RJC: You mentioned the five days of the palliative care nurse. What did you feel about the palliative care nurse?

AT: She was wonderful. She was a dream.

RJC: Can you just tell me very quickly what made that experience wonderful?

AT: The complete opposite to all of the others. The care, the compassion, the dignity, the respect.

RJC: What would your vision be for palliative care? Maybe that question is too big, but what would you say?

AT: Care, compassion, dignity and respect, doesn't cost anything, right? It's not about money. You come in and you are a guest in that person’s home and you behave as a guest. I was told about tasks. My husband is not a task. I was told my husband was not a priority. Yes, he was. He was a priority to me after 46 years. He was my husband, my lover, my mentor, my teacher.

I will never have a district nurse in my home, never. To answer your question, palliative care nurses, need to be trained in compassion and respect, that is the most important when someone is dying. You live your day, like it is the last and not medicalise someone. The palliative care nurse we had was wonderful, but we hardly had her, I had to experience trauma before we got her.

AT: They have traumatized me to certain extent. They were telling Tommy a week before he died that he had to wash himself. I said, that's your job. That's why you are here. These people never had customer care training about care, compassion, dignity and respect. No way.

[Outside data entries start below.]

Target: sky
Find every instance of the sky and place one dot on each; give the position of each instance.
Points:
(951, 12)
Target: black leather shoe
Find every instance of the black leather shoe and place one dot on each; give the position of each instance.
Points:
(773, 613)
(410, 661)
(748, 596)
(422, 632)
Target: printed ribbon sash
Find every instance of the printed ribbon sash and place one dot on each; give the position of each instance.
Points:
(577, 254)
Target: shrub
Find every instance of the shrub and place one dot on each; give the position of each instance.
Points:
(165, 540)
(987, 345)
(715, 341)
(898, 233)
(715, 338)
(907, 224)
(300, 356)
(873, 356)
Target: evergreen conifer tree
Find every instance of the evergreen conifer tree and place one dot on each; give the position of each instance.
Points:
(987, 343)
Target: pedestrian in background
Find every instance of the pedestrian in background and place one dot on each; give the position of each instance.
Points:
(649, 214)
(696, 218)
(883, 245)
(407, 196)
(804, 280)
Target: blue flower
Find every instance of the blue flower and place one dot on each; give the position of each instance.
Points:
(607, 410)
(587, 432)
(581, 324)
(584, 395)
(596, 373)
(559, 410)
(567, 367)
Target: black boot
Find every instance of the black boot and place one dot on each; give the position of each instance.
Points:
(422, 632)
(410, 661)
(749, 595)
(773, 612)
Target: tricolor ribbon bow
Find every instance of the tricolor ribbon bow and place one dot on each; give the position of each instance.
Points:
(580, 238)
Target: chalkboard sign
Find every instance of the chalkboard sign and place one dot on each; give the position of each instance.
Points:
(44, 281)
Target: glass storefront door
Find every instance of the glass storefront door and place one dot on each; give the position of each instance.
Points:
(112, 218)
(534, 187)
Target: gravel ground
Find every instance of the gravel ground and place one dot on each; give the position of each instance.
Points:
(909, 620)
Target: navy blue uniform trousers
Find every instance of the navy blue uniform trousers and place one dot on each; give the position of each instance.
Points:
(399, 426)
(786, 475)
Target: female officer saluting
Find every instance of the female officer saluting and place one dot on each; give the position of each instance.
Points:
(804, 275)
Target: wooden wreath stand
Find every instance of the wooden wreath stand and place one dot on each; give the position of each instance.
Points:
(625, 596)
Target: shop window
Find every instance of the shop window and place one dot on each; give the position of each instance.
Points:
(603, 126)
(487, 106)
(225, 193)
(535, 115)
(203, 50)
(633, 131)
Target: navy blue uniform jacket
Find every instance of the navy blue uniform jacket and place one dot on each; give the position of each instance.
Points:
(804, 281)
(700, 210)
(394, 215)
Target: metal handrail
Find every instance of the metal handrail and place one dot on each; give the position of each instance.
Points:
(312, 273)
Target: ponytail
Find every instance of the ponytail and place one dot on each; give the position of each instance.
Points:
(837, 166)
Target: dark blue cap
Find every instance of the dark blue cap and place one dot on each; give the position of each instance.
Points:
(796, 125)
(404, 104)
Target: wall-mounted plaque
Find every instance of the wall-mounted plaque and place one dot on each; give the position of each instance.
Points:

AT:  I didn’t want Tommy to experience what he did, or me, but he did. It is the same for anyone, let people die with their dignity. The parts of their lives which are important to them, please respect it, even if you don’t agree, respect it. Our Palliative Care Nurse had all of that compassion, but the damage had already been done.

RJC: I would like to end the interview there, we have spoken for over 2 hours and I found it moving and passionate. I would like to express my thanks and we will catch up soon.

AT: Thank you for giving me all this time to really express my feelings.